Though it is generally underestimated, millimeter wave spectrum and the other associated technology trends will enable wireless networks--for the first time--to directly challenge fixed networks for internet access customers, with features that are at least as good as fixed networks (and sometimes better), and with retail pricing that also is comparable.
Conversely, that is going to be a key business model challenge for tier-one operators of fixed access networks, which might well see accelerated market share loss, and greater stranded asset problems for their fixed network operations.
That is worth keeping in mind as Verizon readies its 5G strategy. Verizon has the smallest fixed network footprint among tier-one internet access suppliers in the U.S. market.
AT&T’s fixed network passes perhaps 62 million U.S. homes. Verizon, on the other hand, passes perhaps 27 million locations.
What that means is that Verizon has a clear interest in using 5G fixed wireless to expand its addressable market by more than 35 million U.S. homes that it cannot reach today, giving Verizon a fixed network footprint that is comparable to its key rivals.
And that attack will be based on use of 5G millimeter spectrum and fixed wireless mode. That might make Verizon a rarity in the U.S. market: a tier-one service provider that actually can earn lots of incremental 5G revenue by taking fixed internet access network share away from other key competitors.
Many observers believe 5G will rely mostly on 5G value for internet access, in the early years.
For the most part, though, it is likely that all mobile operations will largely replace 4G accounts with 5G accounts, offering some incremental new revenue, but not too much.
But even if 5G does not immediately lead to huge new revenue streams and new internet of things and ultra-low latency use cases, it is likely to enable a key near-term Verizon growth strategy, namely growth by taking market share now held by competitors in fixed network internet access markets.
While that might not address other long-term issues, taking market share is a proven way for attackers to boost growth and revenues in the near term. That is precisely what cable TV operators did in voice, are starting to do in mobile services what some telcos now are doing in video (both access and content).
Long term, gaining additional market share in internet access does not address what Verizon and other service providers must do to replace shrinking revenues in their legacy connectivity and linear video subscription businesses.

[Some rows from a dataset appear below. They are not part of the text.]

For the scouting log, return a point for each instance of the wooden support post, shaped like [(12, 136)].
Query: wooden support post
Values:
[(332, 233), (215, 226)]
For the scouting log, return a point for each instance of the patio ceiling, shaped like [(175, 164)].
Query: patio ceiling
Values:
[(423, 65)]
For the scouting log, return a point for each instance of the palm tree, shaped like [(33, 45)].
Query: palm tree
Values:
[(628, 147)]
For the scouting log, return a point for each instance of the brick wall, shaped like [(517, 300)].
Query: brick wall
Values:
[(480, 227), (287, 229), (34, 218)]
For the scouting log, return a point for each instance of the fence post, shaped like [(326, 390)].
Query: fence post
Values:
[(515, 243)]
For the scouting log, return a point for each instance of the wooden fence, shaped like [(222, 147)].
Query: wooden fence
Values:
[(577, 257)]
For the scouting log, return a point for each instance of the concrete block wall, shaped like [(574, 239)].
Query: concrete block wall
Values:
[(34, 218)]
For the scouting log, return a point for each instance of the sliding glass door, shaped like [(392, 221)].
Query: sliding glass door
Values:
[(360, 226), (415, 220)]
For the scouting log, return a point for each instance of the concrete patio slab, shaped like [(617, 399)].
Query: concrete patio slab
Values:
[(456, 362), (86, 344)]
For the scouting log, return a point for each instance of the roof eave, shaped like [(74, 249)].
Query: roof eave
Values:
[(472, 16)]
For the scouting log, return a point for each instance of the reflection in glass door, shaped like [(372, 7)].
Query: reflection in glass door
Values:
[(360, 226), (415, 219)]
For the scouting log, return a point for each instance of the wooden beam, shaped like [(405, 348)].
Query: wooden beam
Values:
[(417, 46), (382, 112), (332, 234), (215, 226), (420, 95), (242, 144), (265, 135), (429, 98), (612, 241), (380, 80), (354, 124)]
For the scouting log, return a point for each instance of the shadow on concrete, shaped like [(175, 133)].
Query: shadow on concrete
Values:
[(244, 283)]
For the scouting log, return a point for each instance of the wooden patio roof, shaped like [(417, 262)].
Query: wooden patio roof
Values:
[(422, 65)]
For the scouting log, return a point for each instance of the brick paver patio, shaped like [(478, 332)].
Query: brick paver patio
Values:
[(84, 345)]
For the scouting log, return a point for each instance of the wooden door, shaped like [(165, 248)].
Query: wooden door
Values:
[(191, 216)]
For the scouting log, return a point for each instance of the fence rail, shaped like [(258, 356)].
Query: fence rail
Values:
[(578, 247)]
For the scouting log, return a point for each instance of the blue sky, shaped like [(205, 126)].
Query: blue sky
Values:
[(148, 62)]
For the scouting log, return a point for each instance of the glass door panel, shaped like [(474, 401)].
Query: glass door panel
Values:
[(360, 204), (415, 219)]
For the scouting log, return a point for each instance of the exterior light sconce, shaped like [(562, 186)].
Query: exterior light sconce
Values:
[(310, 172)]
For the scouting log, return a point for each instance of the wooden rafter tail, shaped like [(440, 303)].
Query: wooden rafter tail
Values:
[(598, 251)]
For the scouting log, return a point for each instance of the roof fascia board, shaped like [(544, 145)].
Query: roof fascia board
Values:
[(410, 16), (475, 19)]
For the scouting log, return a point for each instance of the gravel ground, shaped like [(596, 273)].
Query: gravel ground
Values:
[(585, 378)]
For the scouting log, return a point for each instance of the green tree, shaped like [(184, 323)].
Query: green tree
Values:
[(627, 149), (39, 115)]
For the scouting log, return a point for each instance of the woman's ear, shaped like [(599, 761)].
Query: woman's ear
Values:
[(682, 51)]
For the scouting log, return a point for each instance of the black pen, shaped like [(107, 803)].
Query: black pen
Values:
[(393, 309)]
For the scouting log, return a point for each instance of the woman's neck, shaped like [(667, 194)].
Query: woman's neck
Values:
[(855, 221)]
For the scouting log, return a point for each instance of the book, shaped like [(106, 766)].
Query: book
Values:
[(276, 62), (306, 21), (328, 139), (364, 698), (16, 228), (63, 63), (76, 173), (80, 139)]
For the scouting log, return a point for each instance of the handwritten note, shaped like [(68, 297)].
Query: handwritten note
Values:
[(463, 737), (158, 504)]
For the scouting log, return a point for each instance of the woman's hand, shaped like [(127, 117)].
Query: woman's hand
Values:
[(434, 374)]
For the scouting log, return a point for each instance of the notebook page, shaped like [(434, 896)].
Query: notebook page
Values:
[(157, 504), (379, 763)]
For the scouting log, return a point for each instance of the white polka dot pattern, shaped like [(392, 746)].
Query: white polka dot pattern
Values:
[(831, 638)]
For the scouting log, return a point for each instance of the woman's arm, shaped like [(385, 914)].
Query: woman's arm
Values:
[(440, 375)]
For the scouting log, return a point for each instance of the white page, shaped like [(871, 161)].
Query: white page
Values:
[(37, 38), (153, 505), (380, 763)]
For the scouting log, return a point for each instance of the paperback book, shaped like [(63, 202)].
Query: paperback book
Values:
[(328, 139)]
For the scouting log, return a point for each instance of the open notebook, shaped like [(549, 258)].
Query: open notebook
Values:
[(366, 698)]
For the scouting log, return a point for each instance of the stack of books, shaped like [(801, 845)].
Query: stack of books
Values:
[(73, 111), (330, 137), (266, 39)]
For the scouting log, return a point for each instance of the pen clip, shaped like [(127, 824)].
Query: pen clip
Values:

Nor does that same strategy make as much sense for Verizon’s other fixed network competitors. Comcast is focused on international growth; AT&T on content and other “up the stack” opportunities, with some international growth; Charter Communications has to upgrade its access networks and figure out what to do about “up the stack” content or other growth strategies.
Sprint and T-Mobile US do not have the resources or will to do much more than try and gain share in the core mobile business, for the time being. CenturyLink already has made a huge transformation into an enterprise services company with a big legacy consumer telecom business.
The point is that there is no single, universal strategy for 5G. Each company will move ahead based on its perception of other elements of its growth strategy.